# Therapy Dog for Autistic Children??



## Angela-R (May 11, 2009)

Hi,

I'm a newbie to the board, already introduced myself and family on the other board. I have a question, and am hoping for a little direction.

We just brought our absolutely beautiful puppy home a week ago. She's about 9 weeks now, comes from a top breeding Check. Dam and Sire. Her name is Eva Starkes-Herz Reigelman V Reinwald..Geeesh that's a mouthful, we call her Eva. Incredible intelligence, and patience. 

I have a 4 yo autistic daughter, that attends pre-k in a small class. So I've been bringing her (Eva) in the afternoons for social time, lots of stimulus, and and learning time in a short period.

Today, we had a boy who is 3 and really doesn't talk much or come out of his own world. He was a different boy and said 4 words, that none of us had ever heard him say, he really never speaks. It was amazing, and Eva sat there for the most part, didn't mouth him, she was patient and careful even as a young pup. 

Now from what I've read it's about a year till you can go through the therapy certification. Until then we socialize and work on training, is that correct? 

Is this a possibility to be certified as a therapy dog for children with disabilities? And where would I look to find some guidance locally? Or should I say what organization would I look into? 
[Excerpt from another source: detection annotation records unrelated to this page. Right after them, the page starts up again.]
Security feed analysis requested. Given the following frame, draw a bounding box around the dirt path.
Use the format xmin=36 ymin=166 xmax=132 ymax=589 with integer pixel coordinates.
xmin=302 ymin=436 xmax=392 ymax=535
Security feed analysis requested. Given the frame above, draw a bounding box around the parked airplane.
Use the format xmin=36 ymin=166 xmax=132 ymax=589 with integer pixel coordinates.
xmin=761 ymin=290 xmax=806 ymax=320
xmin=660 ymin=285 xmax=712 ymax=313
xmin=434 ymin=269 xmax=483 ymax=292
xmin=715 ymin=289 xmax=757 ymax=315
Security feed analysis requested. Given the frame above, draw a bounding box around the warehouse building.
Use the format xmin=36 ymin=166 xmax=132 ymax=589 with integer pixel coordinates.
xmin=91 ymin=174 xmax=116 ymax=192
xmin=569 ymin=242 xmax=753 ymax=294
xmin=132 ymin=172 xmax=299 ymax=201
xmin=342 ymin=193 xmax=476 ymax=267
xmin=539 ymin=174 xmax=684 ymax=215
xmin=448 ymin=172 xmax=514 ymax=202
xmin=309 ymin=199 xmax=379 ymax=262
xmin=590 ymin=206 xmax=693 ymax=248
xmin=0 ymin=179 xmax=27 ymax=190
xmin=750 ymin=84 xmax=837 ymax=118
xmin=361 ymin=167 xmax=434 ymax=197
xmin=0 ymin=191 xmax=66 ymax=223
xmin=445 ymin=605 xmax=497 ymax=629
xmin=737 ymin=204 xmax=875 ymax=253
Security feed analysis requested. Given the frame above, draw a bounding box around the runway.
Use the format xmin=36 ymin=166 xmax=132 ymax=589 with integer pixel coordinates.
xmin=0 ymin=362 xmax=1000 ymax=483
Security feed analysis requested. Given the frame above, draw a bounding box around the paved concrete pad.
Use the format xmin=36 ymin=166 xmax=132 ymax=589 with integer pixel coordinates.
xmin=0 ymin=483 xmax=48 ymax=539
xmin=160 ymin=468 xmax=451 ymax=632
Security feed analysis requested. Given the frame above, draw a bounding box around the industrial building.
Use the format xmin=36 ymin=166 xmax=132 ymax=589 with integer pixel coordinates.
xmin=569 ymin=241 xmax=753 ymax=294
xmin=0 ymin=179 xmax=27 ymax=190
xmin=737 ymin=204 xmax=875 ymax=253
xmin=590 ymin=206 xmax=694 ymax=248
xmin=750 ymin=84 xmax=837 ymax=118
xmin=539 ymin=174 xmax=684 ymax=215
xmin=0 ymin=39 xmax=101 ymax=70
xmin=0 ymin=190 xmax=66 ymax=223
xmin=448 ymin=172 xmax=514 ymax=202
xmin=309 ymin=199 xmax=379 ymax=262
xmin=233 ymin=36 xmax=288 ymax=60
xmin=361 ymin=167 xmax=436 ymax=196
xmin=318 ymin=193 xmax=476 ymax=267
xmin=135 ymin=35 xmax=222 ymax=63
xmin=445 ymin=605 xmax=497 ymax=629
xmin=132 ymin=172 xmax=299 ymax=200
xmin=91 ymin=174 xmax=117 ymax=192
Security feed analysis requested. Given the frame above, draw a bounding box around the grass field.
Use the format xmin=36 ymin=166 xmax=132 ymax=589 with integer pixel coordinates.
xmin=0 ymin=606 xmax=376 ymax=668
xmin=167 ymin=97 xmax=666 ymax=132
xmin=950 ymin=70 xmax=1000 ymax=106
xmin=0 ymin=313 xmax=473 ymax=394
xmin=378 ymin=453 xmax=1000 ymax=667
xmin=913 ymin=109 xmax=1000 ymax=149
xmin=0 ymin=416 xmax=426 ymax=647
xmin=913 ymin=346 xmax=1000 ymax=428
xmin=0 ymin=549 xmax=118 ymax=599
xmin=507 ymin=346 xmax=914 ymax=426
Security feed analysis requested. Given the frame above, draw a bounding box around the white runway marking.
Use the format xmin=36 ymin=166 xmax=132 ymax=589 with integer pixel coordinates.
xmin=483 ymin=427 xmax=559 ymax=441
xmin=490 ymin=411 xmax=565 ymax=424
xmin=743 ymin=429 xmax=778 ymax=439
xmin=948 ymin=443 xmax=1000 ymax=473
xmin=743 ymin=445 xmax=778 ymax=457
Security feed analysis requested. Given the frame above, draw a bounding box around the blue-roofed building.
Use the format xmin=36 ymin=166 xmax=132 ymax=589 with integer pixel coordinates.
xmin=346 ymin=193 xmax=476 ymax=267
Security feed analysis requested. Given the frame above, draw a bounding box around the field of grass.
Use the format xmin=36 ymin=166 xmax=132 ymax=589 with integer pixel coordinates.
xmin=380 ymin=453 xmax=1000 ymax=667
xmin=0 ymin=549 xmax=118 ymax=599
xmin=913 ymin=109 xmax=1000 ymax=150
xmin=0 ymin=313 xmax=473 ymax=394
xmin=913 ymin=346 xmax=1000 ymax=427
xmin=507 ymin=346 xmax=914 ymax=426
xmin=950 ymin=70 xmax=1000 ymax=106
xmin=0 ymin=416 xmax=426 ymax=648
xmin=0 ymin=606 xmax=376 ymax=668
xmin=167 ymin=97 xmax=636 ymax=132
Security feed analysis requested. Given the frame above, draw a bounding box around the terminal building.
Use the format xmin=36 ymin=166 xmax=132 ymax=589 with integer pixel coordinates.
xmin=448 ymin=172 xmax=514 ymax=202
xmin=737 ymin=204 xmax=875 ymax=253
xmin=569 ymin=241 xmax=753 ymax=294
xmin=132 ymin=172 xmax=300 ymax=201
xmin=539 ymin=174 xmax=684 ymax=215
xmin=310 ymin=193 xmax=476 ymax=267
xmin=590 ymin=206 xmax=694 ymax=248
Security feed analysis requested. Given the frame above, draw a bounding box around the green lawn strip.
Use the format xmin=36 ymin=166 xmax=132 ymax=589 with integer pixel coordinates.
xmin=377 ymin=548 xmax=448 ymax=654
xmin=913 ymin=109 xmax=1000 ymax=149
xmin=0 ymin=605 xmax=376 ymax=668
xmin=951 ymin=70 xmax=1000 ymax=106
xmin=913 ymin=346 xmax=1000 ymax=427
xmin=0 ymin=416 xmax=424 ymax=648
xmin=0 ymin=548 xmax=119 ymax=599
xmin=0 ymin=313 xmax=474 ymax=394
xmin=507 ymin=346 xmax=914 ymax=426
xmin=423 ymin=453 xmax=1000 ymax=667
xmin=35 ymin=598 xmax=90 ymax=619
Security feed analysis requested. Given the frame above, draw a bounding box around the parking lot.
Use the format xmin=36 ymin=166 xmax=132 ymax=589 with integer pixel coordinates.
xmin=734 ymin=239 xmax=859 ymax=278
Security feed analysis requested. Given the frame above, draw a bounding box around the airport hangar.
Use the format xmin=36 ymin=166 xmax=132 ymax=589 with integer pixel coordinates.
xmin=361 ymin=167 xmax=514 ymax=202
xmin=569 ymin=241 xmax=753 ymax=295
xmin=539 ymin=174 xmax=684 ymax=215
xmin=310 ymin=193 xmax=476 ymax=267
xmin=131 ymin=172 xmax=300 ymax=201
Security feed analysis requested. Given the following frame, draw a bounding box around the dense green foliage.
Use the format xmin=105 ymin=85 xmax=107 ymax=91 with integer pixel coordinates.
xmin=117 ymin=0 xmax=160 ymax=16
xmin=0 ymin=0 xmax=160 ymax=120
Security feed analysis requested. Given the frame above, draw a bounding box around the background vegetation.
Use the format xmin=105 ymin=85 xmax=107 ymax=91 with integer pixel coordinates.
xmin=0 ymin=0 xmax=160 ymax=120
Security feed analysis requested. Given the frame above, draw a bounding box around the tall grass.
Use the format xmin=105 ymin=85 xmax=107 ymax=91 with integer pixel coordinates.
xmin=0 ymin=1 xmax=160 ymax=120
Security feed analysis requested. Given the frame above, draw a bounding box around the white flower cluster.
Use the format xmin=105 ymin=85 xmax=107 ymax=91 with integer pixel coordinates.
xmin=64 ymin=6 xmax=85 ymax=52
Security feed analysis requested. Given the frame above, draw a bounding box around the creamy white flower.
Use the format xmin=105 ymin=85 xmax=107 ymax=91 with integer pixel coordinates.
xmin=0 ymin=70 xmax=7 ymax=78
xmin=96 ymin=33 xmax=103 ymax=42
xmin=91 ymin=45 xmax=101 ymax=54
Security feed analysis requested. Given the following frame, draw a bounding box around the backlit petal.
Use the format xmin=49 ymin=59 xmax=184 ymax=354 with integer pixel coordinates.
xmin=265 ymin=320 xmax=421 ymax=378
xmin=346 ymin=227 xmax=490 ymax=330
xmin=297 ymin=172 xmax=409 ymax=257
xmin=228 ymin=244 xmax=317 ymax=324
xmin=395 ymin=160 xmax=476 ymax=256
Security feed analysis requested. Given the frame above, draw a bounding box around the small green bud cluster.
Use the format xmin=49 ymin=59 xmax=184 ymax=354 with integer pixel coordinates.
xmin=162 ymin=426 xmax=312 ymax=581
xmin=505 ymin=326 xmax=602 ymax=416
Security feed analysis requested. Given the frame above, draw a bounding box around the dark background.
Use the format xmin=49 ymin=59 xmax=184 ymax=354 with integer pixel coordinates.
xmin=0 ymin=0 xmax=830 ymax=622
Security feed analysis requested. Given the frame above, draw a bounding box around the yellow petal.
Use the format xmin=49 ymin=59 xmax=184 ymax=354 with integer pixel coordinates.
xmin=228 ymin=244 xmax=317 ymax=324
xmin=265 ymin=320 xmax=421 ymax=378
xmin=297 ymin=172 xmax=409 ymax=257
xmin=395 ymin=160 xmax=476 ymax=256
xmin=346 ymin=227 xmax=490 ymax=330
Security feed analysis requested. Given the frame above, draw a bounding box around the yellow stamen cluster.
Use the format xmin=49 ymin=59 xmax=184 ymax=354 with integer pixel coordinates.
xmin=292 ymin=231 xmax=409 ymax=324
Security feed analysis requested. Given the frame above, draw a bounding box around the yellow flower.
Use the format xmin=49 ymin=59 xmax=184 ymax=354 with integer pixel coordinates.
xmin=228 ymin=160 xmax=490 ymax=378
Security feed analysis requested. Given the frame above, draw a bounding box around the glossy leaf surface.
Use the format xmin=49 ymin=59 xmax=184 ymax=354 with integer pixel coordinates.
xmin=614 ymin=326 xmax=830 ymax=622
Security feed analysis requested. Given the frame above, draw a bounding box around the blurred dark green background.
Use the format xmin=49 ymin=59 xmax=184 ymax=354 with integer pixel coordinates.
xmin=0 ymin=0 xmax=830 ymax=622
Sorry this is so darn long! I would greatly appreciate any thoughts or feedback on getting started. 

Thank you so much.

Angela & Eva


----------



## Jax08 (Feb 13, 2009)

Yes, your pup has to be a year old.

I don't know if you can specifically certifiy a dog for children with disabilities but look on Therapy Dog International. They do have a reading program for kids. I assume once your dog is certified you could take her anywhere.

My trainer comes to your area in the winter. I can't remember the town.

I've seen the change in a little autistic girl with my dog too. It's amazing the change these kids have with animals.


----------



## Fodder (Oct 21, 2007)

hi
it was explained to me by a trainer that once your dog successfully passes the therapy dog certification - additional training and/or a certain about of hours or time period must pass of doing general therapy work with adults before moving on to special need kids. (not all organizations require this, my apologies for not knowing all of the particulars)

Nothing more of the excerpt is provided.